Of course, describing anything Google does in relation to Microsoft Office as a “head-on” assault would be misleading. Indeed, few expect Google to go where other, shell-of-their-former-selves companies like Novell have gone before. Rather than try to replicate Microsoft Office, Google appears to be trying to beat the software king to a point in perhaps the not-so-distant future when a good chunk of applications used by businesses and consumers alike are Web-based services rather than PC software.
“People have been expecting Google to make a frontal assault on Microsoft Office,” said Peter O’Kelly, an analyst at the Burton Group. “But why pick a fight with where Office is today when you can look at where the Web is going tomorrow?”

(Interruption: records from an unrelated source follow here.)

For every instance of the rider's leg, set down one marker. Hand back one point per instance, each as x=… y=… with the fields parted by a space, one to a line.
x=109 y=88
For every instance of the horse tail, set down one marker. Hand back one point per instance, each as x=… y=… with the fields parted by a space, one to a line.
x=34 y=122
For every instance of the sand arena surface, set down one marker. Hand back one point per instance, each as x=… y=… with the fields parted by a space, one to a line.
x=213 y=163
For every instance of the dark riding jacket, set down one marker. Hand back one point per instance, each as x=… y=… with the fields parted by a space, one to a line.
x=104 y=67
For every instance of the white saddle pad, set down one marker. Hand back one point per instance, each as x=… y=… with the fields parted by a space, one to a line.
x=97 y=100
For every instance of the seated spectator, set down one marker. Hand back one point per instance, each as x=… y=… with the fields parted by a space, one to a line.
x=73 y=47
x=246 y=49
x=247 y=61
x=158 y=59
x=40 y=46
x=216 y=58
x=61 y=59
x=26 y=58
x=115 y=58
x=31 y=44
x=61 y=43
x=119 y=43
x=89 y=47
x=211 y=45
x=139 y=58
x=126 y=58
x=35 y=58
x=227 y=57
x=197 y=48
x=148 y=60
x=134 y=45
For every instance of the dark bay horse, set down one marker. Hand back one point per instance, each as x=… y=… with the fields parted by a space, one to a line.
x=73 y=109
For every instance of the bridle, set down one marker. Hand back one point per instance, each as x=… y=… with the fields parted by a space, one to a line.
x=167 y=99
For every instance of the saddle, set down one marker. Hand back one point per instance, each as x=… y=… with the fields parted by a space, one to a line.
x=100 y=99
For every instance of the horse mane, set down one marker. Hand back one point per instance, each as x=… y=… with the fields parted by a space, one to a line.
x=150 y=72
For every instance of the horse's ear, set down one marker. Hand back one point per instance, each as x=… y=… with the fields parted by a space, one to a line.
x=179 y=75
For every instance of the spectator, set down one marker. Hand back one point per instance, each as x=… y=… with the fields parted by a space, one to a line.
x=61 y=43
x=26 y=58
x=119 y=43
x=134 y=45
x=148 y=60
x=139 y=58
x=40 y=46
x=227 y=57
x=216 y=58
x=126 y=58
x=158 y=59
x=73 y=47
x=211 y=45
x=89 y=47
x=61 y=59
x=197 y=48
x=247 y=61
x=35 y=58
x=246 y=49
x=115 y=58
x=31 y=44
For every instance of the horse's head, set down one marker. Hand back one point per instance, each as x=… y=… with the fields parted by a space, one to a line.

Right now, Google offers its own productivity applications, including Google Calendar, a word processor called Google Docs based on its acquisition of Writely, Google Spreadsheets and Google Applications for Your Domain, which bundles Web-based e-mail, calendar, chat and Web page publishing. Google also recently launched a beta of Google Docs & Spreadsheets, which combines its online word-processing and spreadsheet programs into one free program. Few would say they’re within shouting distance of being as feature-rich as Microsoft’s Office software, but even skeptics say that, bit by bit, they’re improving.
JotSpot’s product, on the other hand, allows people an easy way to create applications like a simple editor, spreadsheets, calendar and blogging that can be collaborated on over the Internet by multiple users. JotSpot revamped its offering in July to allow users to collaborate on different types of “office-like” products, and said it was testing an edition of its software that can be downloaded and run on a customer’s servers.
“The Google guys could duplicate that, but it’s just quicker to go get it and then blend it with the strengths that Google has,” said Stephen Arnold, author of “The Google Legacy.” Overlaps? There are some. But JotSpot adds a collaborative, wiki-style spin that Google didn’t have on its own.